Si ese es tu caso, recuerda que el silencio de Dios nunca significa ausencia. Mientras tú esperas, Él está trabajando. Mientras tú oras, Él está moviendo circunstancias. Mientras tú descansas en sus promesas, Él está preparando el momento perfecto. Dios nunca llega tarde. Él llega cuando su propósito está completo.
No todas las puertas cerradas necesitan ser empujadas. No todas las críticas merecen una respuesta. No todas las batallas deben librarse con nuestras fuerzas. Hay ocasiones en las que el Espíritu Santo nos susurra al corazón: "Hijo, hija, quédate quieto. Déjame pelear por ti." La quietud también produce fruto. En la espera aprendemos a depender más de Dios que de nuestras capacidades. Nuestro carácter es moldeado, nuestra paciencia fortalecida y nuestra confianza profundizada. Lo que parece un tiempo de inactividad, en realidad es un tiempo de transformación.

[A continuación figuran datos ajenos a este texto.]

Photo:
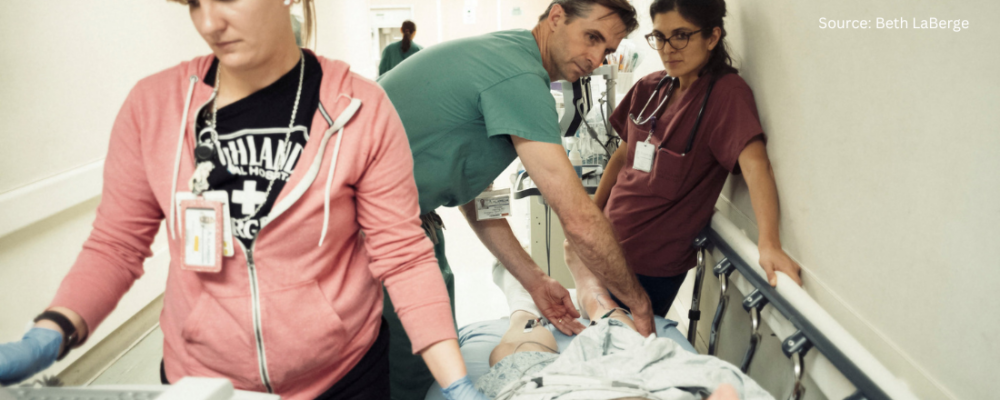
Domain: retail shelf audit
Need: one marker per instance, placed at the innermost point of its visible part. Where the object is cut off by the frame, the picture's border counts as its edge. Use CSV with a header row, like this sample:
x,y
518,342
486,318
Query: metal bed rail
x,y
814,327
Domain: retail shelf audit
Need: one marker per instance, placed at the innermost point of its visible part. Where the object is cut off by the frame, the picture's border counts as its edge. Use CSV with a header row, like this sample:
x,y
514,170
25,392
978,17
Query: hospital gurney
x,y
478,339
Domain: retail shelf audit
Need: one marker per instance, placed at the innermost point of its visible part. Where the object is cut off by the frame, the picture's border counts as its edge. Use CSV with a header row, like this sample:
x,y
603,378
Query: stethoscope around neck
x,y
651,118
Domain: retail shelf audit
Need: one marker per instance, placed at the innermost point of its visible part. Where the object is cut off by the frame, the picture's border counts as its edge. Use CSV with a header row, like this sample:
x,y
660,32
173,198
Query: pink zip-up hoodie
x,y
294,313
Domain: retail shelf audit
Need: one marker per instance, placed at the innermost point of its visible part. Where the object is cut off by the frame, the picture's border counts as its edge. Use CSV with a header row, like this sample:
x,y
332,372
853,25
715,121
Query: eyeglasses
x,y
679,41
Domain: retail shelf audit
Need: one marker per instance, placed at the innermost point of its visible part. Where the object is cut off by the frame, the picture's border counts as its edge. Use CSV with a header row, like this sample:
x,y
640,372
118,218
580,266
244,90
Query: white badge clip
x,y
644,153
227,225
202,227
493,204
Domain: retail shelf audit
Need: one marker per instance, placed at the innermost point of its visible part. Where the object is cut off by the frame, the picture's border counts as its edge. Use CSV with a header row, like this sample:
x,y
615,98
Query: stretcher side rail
x,y
872,380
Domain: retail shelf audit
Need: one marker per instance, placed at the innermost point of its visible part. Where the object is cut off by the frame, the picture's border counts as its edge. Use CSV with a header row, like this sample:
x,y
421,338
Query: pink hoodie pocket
x,y
218,335
303,334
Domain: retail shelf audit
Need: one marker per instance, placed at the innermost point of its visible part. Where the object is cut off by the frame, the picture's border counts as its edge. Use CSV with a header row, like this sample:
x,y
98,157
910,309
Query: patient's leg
x,y
518,339
591,295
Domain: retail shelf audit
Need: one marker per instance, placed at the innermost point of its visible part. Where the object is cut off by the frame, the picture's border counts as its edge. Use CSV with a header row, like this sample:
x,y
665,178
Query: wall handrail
x,y
857,364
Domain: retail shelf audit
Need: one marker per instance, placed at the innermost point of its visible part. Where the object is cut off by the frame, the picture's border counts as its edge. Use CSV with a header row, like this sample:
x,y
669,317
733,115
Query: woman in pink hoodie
x,y
310,169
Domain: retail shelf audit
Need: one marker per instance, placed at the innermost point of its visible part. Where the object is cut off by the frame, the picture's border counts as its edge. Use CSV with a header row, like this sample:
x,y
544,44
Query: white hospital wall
x,y
65,69
885,149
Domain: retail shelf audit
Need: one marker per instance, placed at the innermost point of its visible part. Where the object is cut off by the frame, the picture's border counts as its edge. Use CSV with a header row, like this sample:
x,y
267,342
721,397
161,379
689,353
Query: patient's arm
x,y
590,293
517,340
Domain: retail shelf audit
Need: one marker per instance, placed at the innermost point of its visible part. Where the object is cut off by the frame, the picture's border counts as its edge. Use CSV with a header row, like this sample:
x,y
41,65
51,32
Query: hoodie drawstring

Isaías declaró una verdad que sigue sosteniendo a los creyentes de todas las generaciones:
"Pero los que esperan a Jehová tendrán nuevas fuerzas; levantarán alas como las águilas; correrán, y no se cansarán; caminarán, y no se fatigarán." (Isaías 40:31)
Observa que la promesa de las nuevas fuerzas está reservada para quienes esperan en Él. Hoy, tal vez la respuesta que tanto buscabas no sea hacer más, sino confiar más. No correr delante de Dios, sino caminar a su paso. No intentar resolver aquello que solo Él puede restaurar.
Si Dios te ha dicho que esperes, no desesperes. La espera guiada por Dios nunca termina en decepción. Cuando Él finalmente actúa, comprendemos que cada día de silencio tenía un propósito eterno.